In Universal Frozen Foods Co. v. Rylander, No. 03-01-00646-CV, 2002 Tex. App. LEXIS 3455 (Tex. App.-Austin 2002, no pet. h.), the Austin Court of Appeals sustained the additional Texas franchise tax imposed under § 171.0011 of the Texas Tax Code, the so-called "Exit Tax." The decision is the latest round in a series of taxpayer challenges to the this controversial assessment on companies that cease doing business in the state.

The Exit Tax and Recent Taxpayer Challenges

Section 171.0011 of the Texas Tax Code states that "[a]n additional tax is imposed on a corporation that for any reason becomes no longer subject to the earned surplus component of the tax, without regard to whether the corporation remains subject to the taxable capital component of the tax." The Exit Tax is equal to 4.5 percent times net taxable earned surplus (i.e., generally, net income) earned by a corporation since the day it last computed its Texas franchise tax liability.

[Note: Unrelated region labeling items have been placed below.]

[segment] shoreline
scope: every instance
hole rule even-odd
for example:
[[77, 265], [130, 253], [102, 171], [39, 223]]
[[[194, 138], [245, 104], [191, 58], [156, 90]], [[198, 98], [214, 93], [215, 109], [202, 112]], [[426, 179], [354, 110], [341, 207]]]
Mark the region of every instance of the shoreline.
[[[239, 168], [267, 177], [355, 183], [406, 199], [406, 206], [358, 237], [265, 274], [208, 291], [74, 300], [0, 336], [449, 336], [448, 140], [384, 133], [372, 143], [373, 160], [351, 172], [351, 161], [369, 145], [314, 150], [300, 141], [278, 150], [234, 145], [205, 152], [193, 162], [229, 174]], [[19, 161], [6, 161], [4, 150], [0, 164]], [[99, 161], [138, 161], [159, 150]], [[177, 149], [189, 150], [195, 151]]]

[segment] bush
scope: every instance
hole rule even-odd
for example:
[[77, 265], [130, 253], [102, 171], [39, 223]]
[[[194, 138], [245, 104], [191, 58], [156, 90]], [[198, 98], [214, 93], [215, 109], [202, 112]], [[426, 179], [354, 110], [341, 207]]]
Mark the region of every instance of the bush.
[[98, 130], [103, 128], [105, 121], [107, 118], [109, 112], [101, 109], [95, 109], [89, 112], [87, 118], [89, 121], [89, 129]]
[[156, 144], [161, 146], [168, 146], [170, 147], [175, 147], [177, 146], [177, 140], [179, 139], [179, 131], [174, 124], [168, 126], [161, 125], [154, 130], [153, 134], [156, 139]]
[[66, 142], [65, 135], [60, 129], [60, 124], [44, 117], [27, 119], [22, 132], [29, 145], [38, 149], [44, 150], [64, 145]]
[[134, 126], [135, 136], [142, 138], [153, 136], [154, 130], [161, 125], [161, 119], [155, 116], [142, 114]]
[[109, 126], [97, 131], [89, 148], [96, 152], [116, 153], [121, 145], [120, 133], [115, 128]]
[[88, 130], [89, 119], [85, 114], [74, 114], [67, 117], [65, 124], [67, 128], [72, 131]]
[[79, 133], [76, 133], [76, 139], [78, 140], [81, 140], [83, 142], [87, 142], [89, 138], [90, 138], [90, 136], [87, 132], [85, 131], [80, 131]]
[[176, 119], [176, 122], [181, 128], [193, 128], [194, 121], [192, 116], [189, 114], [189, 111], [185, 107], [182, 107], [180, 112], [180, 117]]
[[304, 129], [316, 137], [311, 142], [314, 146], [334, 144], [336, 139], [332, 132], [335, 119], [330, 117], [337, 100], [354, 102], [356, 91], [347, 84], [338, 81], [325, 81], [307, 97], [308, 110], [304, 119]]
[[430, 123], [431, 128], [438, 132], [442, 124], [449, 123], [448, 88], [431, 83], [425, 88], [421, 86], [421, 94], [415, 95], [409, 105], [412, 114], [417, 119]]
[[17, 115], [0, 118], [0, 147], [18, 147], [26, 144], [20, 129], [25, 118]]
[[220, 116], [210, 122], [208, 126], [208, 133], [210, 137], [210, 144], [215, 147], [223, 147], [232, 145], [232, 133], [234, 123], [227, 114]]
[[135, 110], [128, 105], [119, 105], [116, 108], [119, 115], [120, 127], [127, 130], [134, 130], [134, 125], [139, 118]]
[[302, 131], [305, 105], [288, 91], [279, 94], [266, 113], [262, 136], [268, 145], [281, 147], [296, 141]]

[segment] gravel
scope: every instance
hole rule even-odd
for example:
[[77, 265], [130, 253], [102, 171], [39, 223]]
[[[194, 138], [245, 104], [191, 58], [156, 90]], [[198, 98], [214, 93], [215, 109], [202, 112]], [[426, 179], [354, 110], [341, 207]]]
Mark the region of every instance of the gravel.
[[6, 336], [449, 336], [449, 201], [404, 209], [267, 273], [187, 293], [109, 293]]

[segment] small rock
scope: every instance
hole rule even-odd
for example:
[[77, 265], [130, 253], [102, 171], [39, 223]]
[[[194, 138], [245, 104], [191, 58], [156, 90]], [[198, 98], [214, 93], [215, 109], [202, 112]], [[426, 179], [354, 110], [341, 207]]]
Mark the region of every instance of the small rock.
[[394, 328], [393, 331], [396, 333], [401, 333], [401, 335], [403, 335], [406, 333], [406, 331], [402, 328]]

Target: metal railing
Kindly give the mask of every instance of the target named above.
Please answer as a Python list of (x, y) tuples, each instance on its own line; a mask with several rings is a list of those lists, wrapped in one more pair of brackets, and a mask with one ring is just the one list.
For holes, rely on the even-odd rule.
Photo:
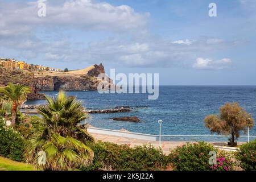
[[(230, 137), (230, 135), (152, 135), (152, 134), (147, 134), (139, 133), (134, 133), (125, 131), (119, 131), (114, 130), (110, 129), (105, 129), (96, 128), (93, 127), (88, 127), (88, 131), (90, 133), (96, 133), (99, 134), (105, 134), (109, 135), (113, 135), (116, 136), (122, 136), (126, 138), (135, 138), (142, 140), (147, 140), (150, 141), (157, 141), (157, 139), (160, 139), (161, 138), (164, 137), (171, 137), (171, 138), (176, 138), (176, 137), (200, 137), (200, 138), (228, 138)], [(255, 138), (256, 136), (254, 135), (241, 135), (241, 138)]]

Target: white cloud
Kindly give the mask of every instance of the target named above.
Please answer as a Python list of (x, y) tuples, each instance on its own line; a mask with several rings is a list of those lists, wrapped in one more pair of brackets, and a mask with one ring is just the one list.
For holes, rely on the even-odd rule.
[[(127, 5), (113, 6), (90, 0), (47, 1), (46, 16), (39, 17), (38, 2), (0, 2), (0, 27), (13, 31), (15, 26), (33, 28), (62, 26), (84, 30), (122, 32), (138, 31), (146, 26), (149, 13), (140, 14)], [(8, 31), (3, 31), (8, 34)]]
[(185, 39), (185, 40), (180, 40), (172, 42), (173, 44), (185, 44), (189, 46), (191, 45), (194, 41), (188, 39)]
[[(189, 67), (197, 57), (208, 57), (235, 44), (216, 38), (178, 40), (156, 38), (146, 28), (149, 15), (137, 13), (126, 5), (89, 0), (46, 3), (47, 16), (39, 18), (35, 2), (0, 2), (0, 51), (3, 48), (15, 51), (18, 55), (28, 53), (24, 57), (35, 59), (37, 55), (49, 61), (95, 64), (104, 61), (114, 67)], [(88, 40), (90, 35), (86, 34), (92, 30), (95, 35), (95, 30), (112, 32), (115, 38), (77, 43), (80, 40), (65, 38), (66, 30), (70, 30)], [(47, 36), (49, 38), (45, 38)]]
[(223, 69), (230, 67), (232, 61), (230, 59), (224, 58), (218, 60), (199, 57), (193, 67), (200, 69)]

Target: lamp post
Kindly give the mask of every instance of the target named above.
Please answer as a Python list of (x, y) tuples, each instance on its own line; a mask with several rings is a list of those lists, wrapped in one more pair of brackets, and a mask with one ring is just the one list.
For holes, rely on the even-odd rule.
[(251, 118), (248, 118), (248, 127), (247, 128), (247, 134), (248, 143), (249, 142), (249, 122), (250, 122), (250, 119), (251, 119)]
[(161, 147), (161, 125), (163, 123), (163, 120), (158, 120), (158, 124), (159, 124), (159, 147)]

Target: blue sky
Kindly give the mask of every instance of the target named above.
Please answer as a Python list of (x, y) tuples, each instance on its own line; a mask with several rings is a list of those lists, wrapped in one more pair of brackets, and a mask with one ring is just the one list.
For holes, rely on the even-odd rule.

The Legislature enacted the Exit Tax, presumably, to prevent income earned in Texas from escaping taxation as a result of the somewhat unique manner of computing the franchise tax. Since 1992, a corporation subject to the franchise tax is required to compute: 1) tax due on its net taxable capital; and 2) tax due on its net taxable earned surplus. A corporation calculates its tax base based on its prior accounting year. However, the corporation pays the franchise tax for the privilege of engaging in business during the current year.

To illustrate, assume that a corporation is doing business in Texas during 2002. The corporation has a calendar year end. In calculating its 2002 Texas franchise taxes, the corporation computes the tax base based on its previous accounting year, January 1, 2001, through December 31, 2001. It pays the franchise tax based on its 2001 operations, for the privilege of engaging in business in Texas during 2002. The return and the tax are due, unless otherwise extended, on or before May 15, 2002.

Now, suppose the corporation in the example dissolves or ceases to do business in Texas on December 31, 2002. After December 31, 2002, the corporation will no longer be subject to the Texas franchise tax. It will not owe any franchise taxes for the privilege of engaging in business in Texas during 2003 because it didn’t engage in any business in Texas in 2003. If not for the Exit Tax, all of the income earned by the corporation in Texas from January 1, 2002 (the day after the last day on which it computed franchise taxes) through December 31, 2002, would escape taxation. In this example, the Exit Tax would apply to that income.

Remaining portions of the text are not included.